Separating Human Work from Machine Work

One of the core tenets of lean management comes to us from the jidoka pillar. It requires that we separate human work from machine work. We shouldn’t make people do work using methods or tools that are substandard or unsafe. We shouldn’t ask people to babysit or stand and watch machines running on auto cycle. Nor should we expect lines of robots to do work that requires thinking, human judgment and adaptability.

We must design processes by using machines when they do the work safer, better or faster. Of course, this must be paired with the idea that we don’t over-design machines and process automation. Lean machines are additive, low-cost, and general purpose. The design is inside-out from fixtures and tooling that do just enough to create the value-added transformation.

The use of algorithms and AI for decision-making is a logical extension of the separation of human work from machine work.

Reducing Decision Variability by 80% – 90%

How do company leaders respond when they learn that they should implement algorithms to guide their decisions? “Not very well,” according to Kahneman. But they change their mind when they learn that there is 50% variability between human experts making a decision and only 5% or 10% when it’s an algorithm.

We don’t hesitate to make investments in proven, labor-saving machines. As more of us learn that we can automate decision-making to make it more reliable, perhaps we will explore this with an open mind. Where can we replace ad hoc and fallible human judgment with algorithms? How can people build better decision-making instruction sets? How can we use the time and energy freed from this to taken on even bigger challenges?

An Industrial Revolution for Decision-Making

We revolutionized our industrial manufacturing a century and a half ago through steam-powered machines, electricity, and progressively intelligent automation. Today we don’t hesitate to make investments in proven, labor-saving machines and information technologies.

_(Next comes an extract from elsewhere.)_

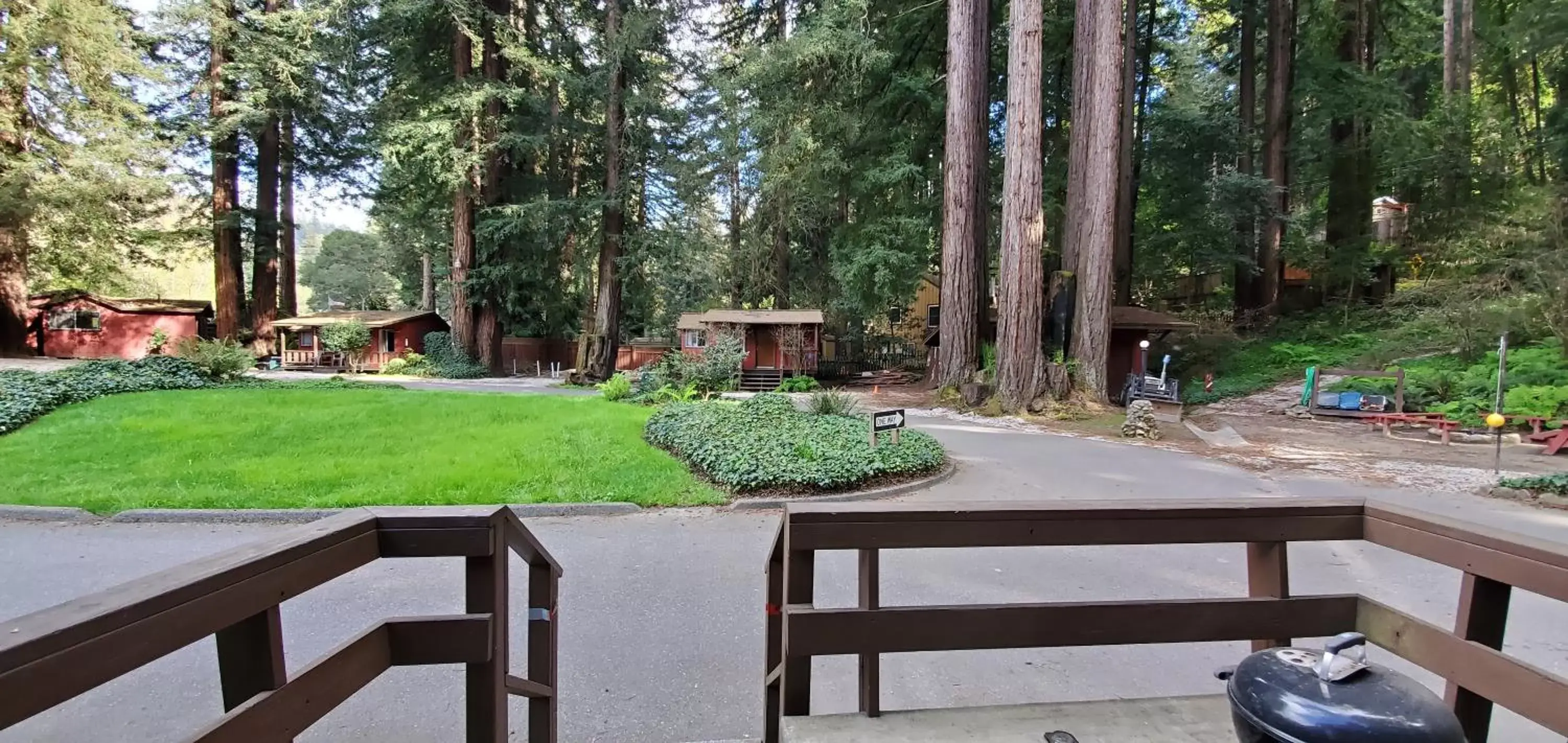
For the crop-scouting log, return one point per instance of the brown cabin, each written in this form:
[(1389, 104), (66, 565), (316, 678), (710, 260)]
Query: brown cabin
[(393, 333), (82, 325), (780, 344)]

Yet we attempt to manage these processes and make decisions about how to invest, run and improve them using craftsman-like methods. We rely on bias-riddled, protein-based human judgement.

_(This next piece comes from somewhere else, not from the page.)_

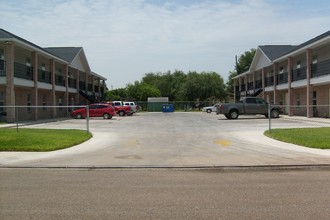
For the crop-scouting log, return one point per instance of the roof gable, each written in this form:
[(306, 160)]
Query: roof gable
[(73, 55), (7, 36), (275, 51), (66, 53)]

Perhaps it’s time for the industrialization of management decision-making. We can identify classes of decisions that are burdensome or variable for humans and build algorithms for them. This allows humans to make decisions appropriate for us. Human ingenuity and invention will be necessary in novel situations. Human judgment brings empathy and understanding into the equation. Let the machines do their work, humans ours.


  1. James La Trobe-Bateman

    December 14, 2020 - 9:56 am
    Reply

    A very well put together blog, IMHO, thank you.
    Of course, those algorithms must also be transparent. In the sense that the assumptions and logic are visible, can be challenged and the consequences of them not being totally correct understood. I’m an algorithm (or should I say mathematical model) fan.

  2. Eric Budd

    January 19, 2021 - 12:41 pm
    Reply

    Transparency and bias elimination are critical aspects to use of machine-based algorithms.